WirtschaftsWoche: Herr Ockenfels, nach gut 20 Jahren Verhandlungen wollen sich 194 Staaten im Dezember in Paris endlich auf verbindliche Klimaziele einigen. Wird der Durchbruch diesmal gelingen?

Ockenfels: Es wird Schulterklopfen und Erfolgsmeldungen geben. Aber Paris wird den Klimawandel nicht nachhaltig bremsen und keine gemeinsame Verpflichtung bringen.

Die meisten Länder haben aber bereits teils ambitionierte Reduktionsziele gemeldet. Warum sind Sie so pessimistisch?

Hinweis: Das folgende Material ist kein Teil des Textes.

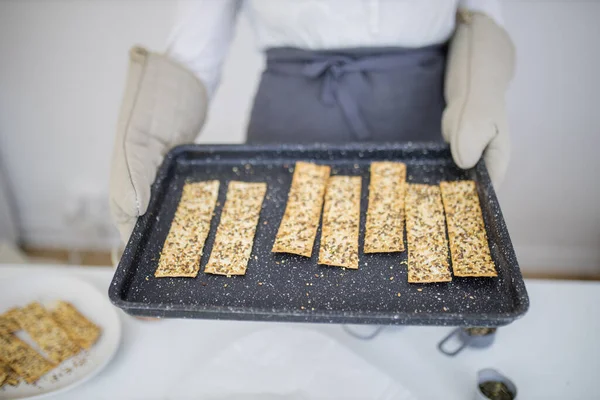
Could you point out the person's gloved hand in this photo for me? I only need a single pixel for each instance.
(479, 68)
(164, 105)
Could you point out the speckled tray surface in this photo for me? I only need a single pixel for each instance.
(283, 287)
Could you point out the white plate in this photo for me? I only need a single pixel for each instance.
(19, 291)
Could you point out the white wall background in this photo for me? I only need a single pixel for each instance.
(62, 69)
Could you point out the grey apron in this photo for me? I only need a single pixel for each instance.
(370, 94)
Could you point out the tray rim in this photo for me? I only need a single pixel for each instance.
(213, 312)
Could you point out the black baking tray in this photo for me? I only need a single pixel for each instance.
(283, 287)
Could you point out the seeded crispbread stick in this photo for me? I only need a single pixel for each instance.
(469, 246)
(235, 234)
(181, 253)
(341, 219)
(385, 213)
(426, 235)
(300, 221)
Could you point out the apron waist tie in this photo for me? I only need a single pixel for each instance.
(331, 67)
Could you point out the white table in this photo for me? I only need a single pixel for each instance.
(551, 353)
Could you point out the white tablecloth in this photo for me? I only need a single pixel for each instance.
(551, 353)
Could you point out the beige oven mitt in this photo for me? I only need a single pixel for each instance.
(479, 68)
(164, 105)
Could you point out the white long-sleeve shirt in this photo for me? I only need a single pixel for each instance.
(204, 28)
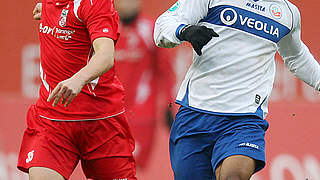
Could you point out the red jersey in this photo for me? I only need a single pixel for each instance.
(67, 30)
(141, 67)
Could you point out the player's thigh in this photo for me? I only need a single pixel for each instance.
(237, 167)
(191, 158)
(40, 173)
(241, 150)
(110, 168)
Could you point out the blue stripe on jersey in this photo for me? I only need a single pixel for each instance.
(246, 21)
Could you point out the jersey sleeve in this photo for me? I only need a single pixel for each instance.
(182, 13)
(297, 56)
(100, 18)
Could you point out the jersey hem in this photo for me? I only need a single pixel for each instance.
(90, 119)
(219, 113)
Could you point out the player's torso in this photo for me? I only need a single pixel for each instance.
(235, 74)
(64, 39)
(65, 49)
(135, 55)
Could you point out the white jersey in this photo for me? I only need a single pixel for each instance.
(235, 74)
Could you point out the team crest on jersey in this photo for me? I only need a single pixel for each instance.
(63, 18)
(174, 7)
(275, 11)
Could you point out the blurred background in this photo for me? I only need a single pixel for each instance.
(293, 148)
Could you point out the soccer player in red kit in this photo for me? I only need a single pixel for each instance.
(146, 73)
(80, 112)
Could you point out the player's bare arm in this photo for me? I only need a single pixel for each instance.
(101, 62)
(37, 11)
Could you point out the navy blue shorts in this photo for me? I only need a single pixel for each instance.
(200, 141)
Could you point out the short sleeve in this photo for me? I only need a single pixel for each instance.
(100, 18)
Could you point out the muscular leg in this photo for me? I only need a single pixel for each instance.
(42, 173)
(237, 167)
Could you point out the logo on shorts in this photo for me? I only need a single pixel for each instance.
(249, 145)
(30, 156)
(63, 18)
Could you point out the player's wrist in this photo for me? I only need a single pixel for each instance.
(179, 33)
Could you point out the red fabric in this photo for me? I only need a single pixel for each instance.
(105, 147)
(147, 75)
(66, 47)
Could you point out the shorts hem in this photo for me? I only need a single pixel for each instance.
(261, 161)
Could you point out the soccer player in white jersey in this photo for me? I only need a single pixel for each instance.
(219, 130)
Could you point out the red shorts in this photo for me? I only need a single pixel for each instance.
(104, 147)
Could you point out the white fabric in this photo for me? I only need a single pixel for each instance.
(238, 66)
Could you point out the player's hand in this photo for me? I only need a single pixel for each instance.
(37, 11)
(65, 91)
(198, 36)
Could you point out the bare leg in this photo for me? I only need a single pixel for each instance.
(236, 167)
(42, 173)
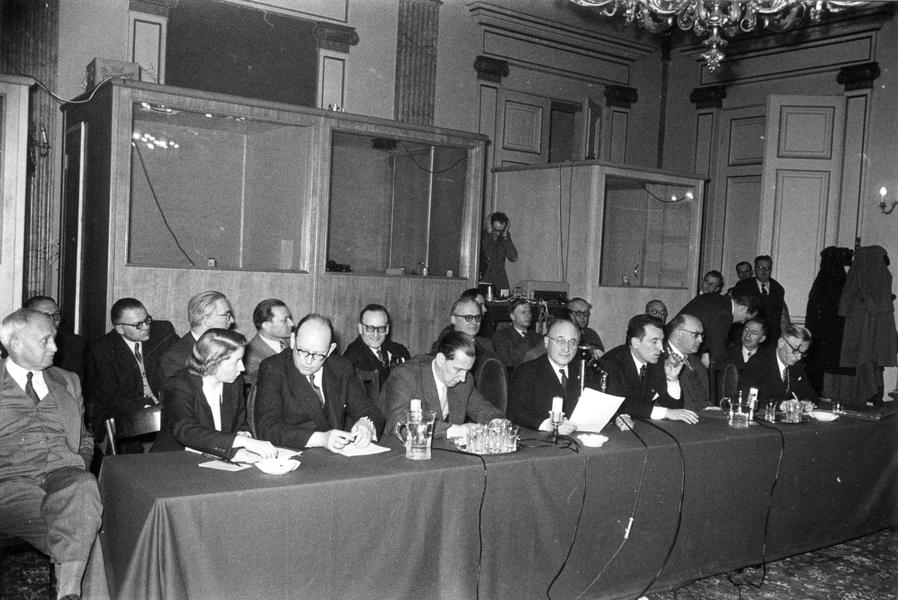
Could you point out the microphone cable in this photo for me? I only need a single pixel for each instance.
(679, 505)
(645, 460)
(779, 464)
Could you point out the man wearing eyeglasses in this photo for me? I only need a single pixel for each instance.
(69, 346)
(310, 397)
(204, 311)
(274, 323)
(771, 296)
(373, 349)
(124, 367)
(684, 337)
(650, 387)
(780, 374)
(555, 373)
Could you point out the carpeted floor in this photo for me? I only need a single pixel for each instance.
(862, 569)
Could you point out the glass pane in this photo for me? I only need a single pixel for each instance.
(216, 190)
(395, 204)
(645, 234)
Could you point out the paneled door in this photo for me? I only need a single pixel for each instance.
(801, 183)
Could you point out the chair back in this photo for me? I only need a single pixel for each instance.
(491, 380)
(251, 410)
(141, 422)
(370, 381)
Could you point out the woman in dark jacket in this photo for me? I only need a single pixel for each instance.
(203, 405)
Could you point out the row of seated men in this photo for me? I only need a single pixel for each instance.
(307, 395)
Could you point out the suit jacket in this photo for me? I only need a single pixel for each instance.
(762, 372)
(70, 353)
(175, 358)
(187, 419)
(771, 305)
(694, 386)
(363, 358)
(114, 387)
(511, 346)
(288, 411)
(623, 380)
(30, 462)
(716, 314)
(415, 379)
(535, 383)
(257, 350)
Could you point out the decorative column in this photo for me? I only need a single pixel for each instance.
(858, 83)
(616, 118)
(30, 46)
(416, 60)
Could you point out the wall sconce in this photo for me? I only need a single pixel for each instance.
(39, 146)
(882, 202)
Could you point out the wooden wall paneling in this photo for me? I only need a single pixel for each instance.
(14, 150)
(801, 185)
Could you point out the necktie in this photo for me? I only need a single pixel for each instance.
(147, 392)
(317, 389)
(29, 389)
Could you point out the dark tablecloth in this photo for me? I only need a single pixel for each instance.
(386, 527)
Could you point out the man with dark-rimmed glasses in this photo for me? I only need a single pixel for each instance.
(123, 371)
(311, 397)
(780, 375)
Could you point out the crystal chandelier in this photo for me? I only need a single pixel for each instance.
(716, 19)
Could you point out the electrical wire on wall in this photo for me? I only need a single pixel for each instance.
(146, 175)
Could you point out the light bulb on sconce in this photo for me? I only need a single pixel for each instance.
(882, 202)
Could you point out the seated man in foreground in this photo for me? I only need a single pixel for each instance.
(311, 397)
(443, 386)
(780, 374)
(556, 373)
(650, 389)
(47, 496)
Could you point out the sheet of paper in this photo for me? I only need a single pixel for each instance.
(223, 465)
(594, 410)
(351, 450)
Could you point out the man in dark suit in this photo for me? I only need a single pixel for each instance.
(274, 323)
(373, 350)
(780, 374)
(769, 294)
(443, 386)
(684, 337)
(47, 495)
(124, 372)
(650, 389)
(311, 397)
(513, 342)
(754, 332)
(69, 346)
(204, 311)
(555, 373)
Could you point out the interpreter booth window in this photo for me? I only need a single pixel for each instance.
(216, 191)
(396, 206)
(646, 233)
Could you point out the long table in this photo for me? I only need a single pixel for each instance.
(460, 527)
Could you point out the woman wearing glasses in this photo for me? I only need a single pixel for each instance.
(203, 405)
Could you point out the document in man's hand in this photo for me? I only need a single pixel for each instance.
(594, 410)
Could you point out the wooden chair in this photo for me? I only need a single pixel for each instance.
(142, 422)
(251, 410)
(370, 381)
(491, 380)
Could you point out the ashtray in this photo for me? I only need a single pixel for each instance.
(593, 440)
(277, 466)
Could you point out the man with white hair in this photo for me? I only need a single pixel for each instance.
(47, 495)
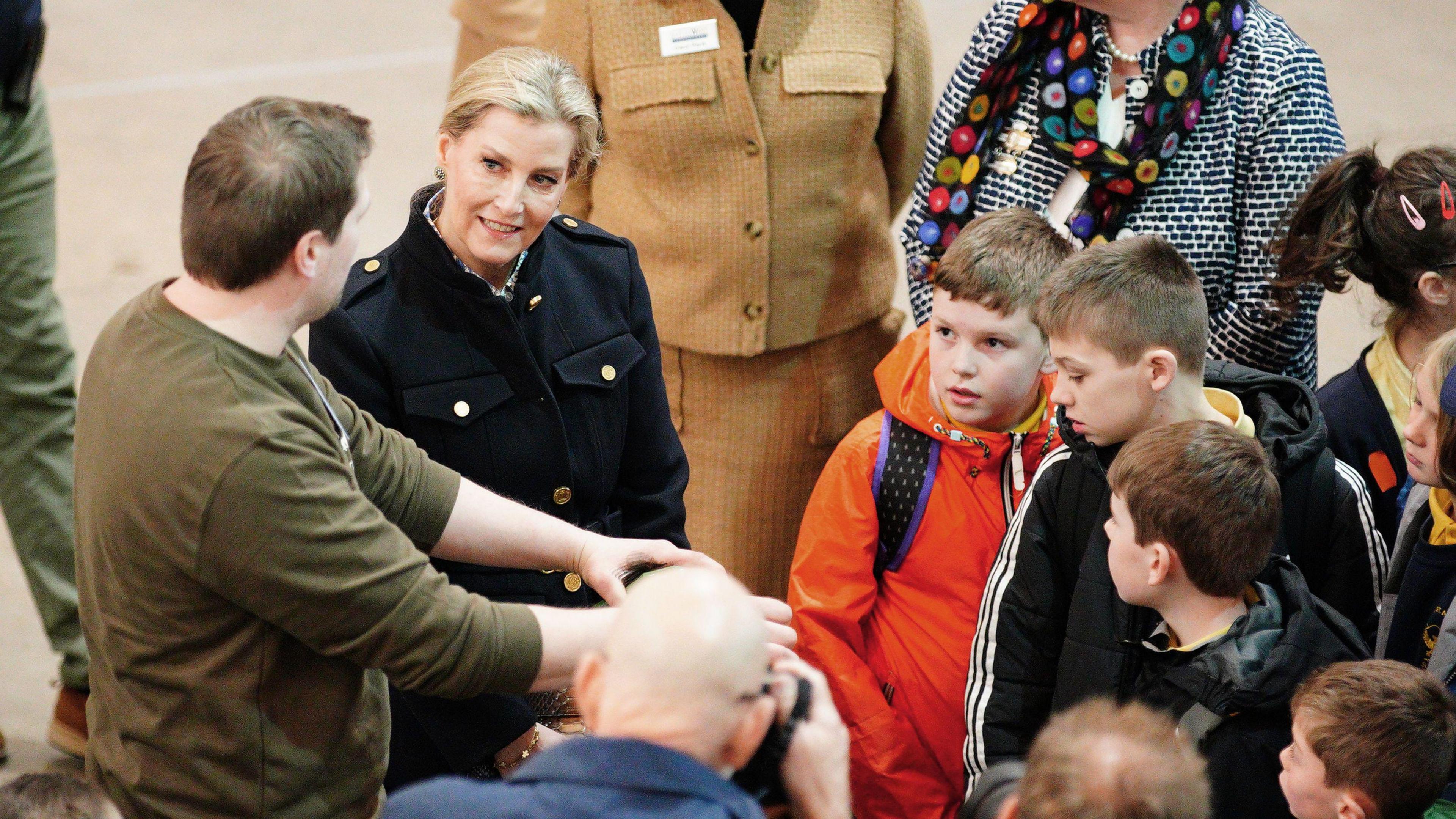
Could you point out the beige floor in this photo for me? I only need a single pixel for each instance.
(135, 83)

Pläne melden ist das eine, sie einzuhalten das andere, wie die Geschichte der Klimaverhandlungen beweist. Und vieles, was als ambitioniert verkauft wird, erweist sich bei näherem Hinsehen als unverbindliches Wunschdenken. Auch sind etwa Chinas Pläne den lokalen Umweltverschmutzungen geschuldet und nicht der Klimaproblematik. Dass so viele Länder Pläne einreichen, reflektiert doch letztlich nur, dass jedes Land walten kann, wie es will.

Zur Person

Die Pariser Konferenz ist also eine Farce?

Nein. Miteinander reden ist Voraussetzung für erfolgreiche Kooperation. Wenn es aber darum geht, wie der gute Wille in eine effektive Klimaschutzpolitik umgewandelt werden kann, ist das gegenwärtige Verhandlungsformat nicht geeignet.

Worin besteht der Fehler?

Jeder weiß: Wenn man beim Abwasch in der Wohngemeinschaft, beim internationalen Handel oder bei der Verteilung von Flüchtlingen in Europa jede Partei für sich definieren lässt, was sie will, kann das nicht funktionieren. Das ist beim Klimaschutz nicht anders.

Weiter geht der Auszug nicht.